Jumat, 30 Desember 2011

Pengusaha Paksa Buruh Hamil Bekerja

Kondisi yang di alami buruh perempuan ini sungguh tragis, sebut saja namanya karmila seorang buruh pabrik rokok PT. Karya Timur Prima yang berkedudukan di jalan karya timur kota malang. Perusahaan yang meproduksi rokok ini hampir secara keseluruhan adalah buruh perempuan. Karmila adalah salah satu dari buruh yang bekerja di pabrik ini mendapatkan perlakuan yang tidak manusiawi.

Pada bulan September 2011 kemarin umur kehamilannya genap 8 bulan. Dia telah berkali-kali meminta kepada pihak perusahaan untuk istirahat bekerja karena setiap harinya dia selalu mengeluh sakit pada bagian punggungnya akibat bobot janin yang dikandung sudah besar. Namun pihak perusahaan bergeming tidak mempedulikan permohonannya tersebut dan pihak perusahaan tidak akan membayar upahnya jika dia memaksakan untuk cuti yang semestinya dia dapatkan.

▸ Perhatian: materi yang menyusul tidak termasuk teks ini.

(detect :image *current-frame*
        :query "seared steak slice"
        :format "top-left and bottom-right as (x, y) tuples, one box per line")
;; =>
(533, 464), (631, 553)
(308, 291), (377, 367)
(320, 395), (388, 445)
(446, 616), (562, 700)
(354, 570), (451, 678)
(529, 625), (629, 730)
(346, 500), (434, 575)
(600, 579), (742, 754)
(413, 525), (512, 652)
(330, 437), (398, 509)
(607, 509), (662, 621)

Berdasarkan Undang-undang Nomor 13 Tahun 2003 tentang ketenagakerjaan pasal 82 ayat (1) yang berbunyi :

“Pekerja/buruh perempuan berhak memperoleh istirahat selama 1,5 (satu setengah) bulan sebelum saatnya melahirkan anak dan 1,5 (satu setengah) bulan sesudah melahirkan menurut perhitungan dokter kandungan atau bidan”

Sudah jelas dalam pasal diatas dijelaskan bahwa seorang buruh perempuan mempunyai hak cuti sebelum dan sesudah melahirkan. Bahkan selama cuti, buruh berhak mendapatkan upah yang sesuai dengan ketentuan undang-undang yang berlaku. Namun, pada kenyataannya sampai saat ini perusahaan tersebut tidak menghiraukan permintaan buruh sehingga Karmila memaksakan diri untuk tidak bekerja demi keselamatan janinnya meskipun tidak dibayar oleh perusahaan.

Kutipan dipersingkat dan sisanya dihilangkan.